話は戻りますが、恐らく柄谷さんは、9.11直後にはその出来事の世界史的な意味が把握できなかったのではないだろうか、と思います。だから、当時、右往左往せず自分の『トランスクリティーク』を読め、などといってしまい、小倉さんを怒らせてしまいました。けれども、NAM解散後、何度か文芸誌でNAM失敗の原因を挙げていますが、一度「9.11に対応し切れなかった」ことを挙げていたように記憶しています。柄谷さんがそう考えるようになったとすれば、私は妥当だと思います。

NAMの原理には問題や欠陥が多々あったでしょうが、私が思うにはその最大のものは、general boycottで帝国主義戦争を抑止できるという主張であったと思います。NAMの学習会でも、太田出版の落合さんが講師の山城さんに、そんなことがあるんですかね? と無邪気に質問をし、山城さんが「それは…」とか絶句して答えられなかったということがありました。その後、現実に戦争になってしまいましたから、NAMが少しも戦争を止められないということが現実によって証明されてしまいました。

general boycottとかいっても、現実には、全ての労働者が労働だけは真面目にするが、消費や購買を一切しない、などということはあり得るはずがありません。どう考えても不可能だとしか言いようがありません。

general boycottとかいっても、普通のboycottではなく、"general" boycottなどを想定してしまったというところに、NAMの全ての発想に共通する或る特定の傾向が感じられます。つまり、一般化され全面化しなければ意味がないようなことを考えていた、というようなことです。LETSも同じで、あたかもLETSが全面化したような世界を想定していたけれども、現実にはそういうことがあるはずがないということも先日指摘しました。このような数々の発想の根底にある何かを分析すれば、NAMの誤謬とはどういうことかというのも少し理解できるような気もします。

例えば西部さんにしても、彼がNAMでいっていたようなことと、彼自身の著書『地域通貨を知ろう』(岩波ブックレット)で書いていたようなことは全然違います。後者は、普通に地道にこつこつ地域通貨をやってみようというような話ですが、「国家と資本を揚棄する」とかいうことよりも、そういうことのほうが西部さんには合っていたのではないでしょうか。何しろ西部さんは何度も私のことを誇大妄想と非難したくらいなので、恐らく誇大妄想が嫌いなのでしょうから。でもそうであるならば、先日言及したような『LETS論』の議論はちょっと変だと思います。岩波ブックレットでは地道で常識的なことを書いたが、『批評空間』誌にはちょっとアクロバティックなあり得ないようなことを書いてみた、というだけのことなのでしょうか。

西部さんは私に反駁して、君が考えるような知識人と大衆というような問題ではないのだ、といいましたが、それは妥当なのでしょうが、けれども私はNAMに入っていた知識的な人々のありようにはどうしても不信の念を抱いてしまいます。
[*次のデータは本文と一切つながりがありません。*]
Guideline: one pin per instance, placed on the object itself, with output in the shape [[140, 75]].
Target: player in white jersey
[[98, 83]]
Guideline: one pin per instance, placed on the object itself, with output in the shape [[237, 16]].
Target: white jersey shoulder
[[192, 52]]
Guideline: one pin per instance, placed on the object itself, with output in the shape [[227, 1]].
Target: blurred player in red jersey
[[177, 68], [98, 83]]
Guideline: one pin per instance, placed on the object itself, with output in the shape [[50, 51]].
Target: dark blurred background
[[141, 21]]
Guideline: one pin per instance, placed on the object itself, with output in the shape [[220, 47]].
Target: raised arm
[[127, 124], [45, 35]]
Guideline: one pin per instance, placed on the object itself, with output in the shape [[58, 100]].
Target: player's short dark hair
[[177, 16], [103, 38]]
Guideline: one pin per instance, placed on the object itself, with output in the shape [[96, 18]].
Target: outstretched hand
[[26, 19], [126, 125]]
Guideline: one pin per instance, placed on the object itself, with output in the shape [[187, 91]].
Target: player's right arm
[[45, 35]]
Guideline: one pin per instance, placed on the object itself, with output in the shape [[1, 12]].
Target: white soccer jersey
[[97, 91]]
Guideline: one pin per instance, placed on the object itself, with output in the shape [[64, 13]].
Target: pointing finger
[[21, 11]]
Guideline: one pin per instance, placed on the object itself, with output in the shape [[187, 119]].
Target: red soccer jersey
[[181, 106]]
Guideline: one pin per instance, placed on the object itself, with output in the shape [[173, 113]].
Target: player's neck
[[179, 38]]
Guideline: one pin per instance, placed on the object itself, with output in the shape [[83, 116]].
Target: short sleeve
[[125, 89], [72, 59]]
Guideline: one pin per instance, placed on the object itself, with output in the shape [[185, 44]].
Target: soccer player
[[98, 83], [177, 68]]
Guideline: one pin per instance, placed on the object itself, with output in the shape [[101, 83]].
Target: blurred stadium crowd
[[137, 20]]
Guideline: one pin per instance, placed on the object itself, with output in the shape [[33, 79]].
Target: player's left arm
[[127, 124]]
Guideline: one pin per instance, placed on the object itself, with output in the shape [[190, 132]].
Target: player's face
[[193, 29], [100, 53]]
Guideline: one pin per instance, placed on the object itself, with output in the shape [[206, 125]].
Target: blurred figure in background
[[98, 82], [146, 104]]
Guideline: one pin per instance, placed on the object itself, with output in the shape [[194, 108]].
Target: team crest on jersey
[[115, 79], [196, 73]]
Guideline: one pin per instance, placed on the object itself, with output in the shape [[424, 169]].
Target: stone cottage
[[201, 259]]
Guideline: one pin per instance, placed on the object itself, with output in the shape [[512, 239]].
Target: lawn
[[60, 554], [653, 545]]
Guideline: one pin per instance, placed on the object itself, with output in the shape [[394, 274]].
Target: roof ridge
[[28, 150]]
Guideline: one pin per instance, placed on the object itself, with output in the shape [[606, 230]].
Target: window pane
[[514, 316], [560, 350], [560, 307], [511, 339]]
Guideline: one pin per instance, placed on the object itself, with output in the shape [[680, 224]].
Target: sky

どう考えてもNAMが現実に知識人主導の運動であったことは間違いないでしょうし、その指導的な知識人の間で深刻な対立が生じた結果潰れてしまったのは明らかだからです。もちろん知識人だけが問題ではありませんが、柄谷さんと西部さんが決裂してしまったということが決定的でした。一部の人々は、問題は彼らの個人的な喧嘩というだけなのだ、と言い続けていましたが、状況が決定的に悪くなってしまい、そういうこともいっていられなくなってしまいました。しかしよく考えてみれば、主要な二人の知識人が争えば終わってしまうような組織が一体何なのか、というふうに考えてみることもできます。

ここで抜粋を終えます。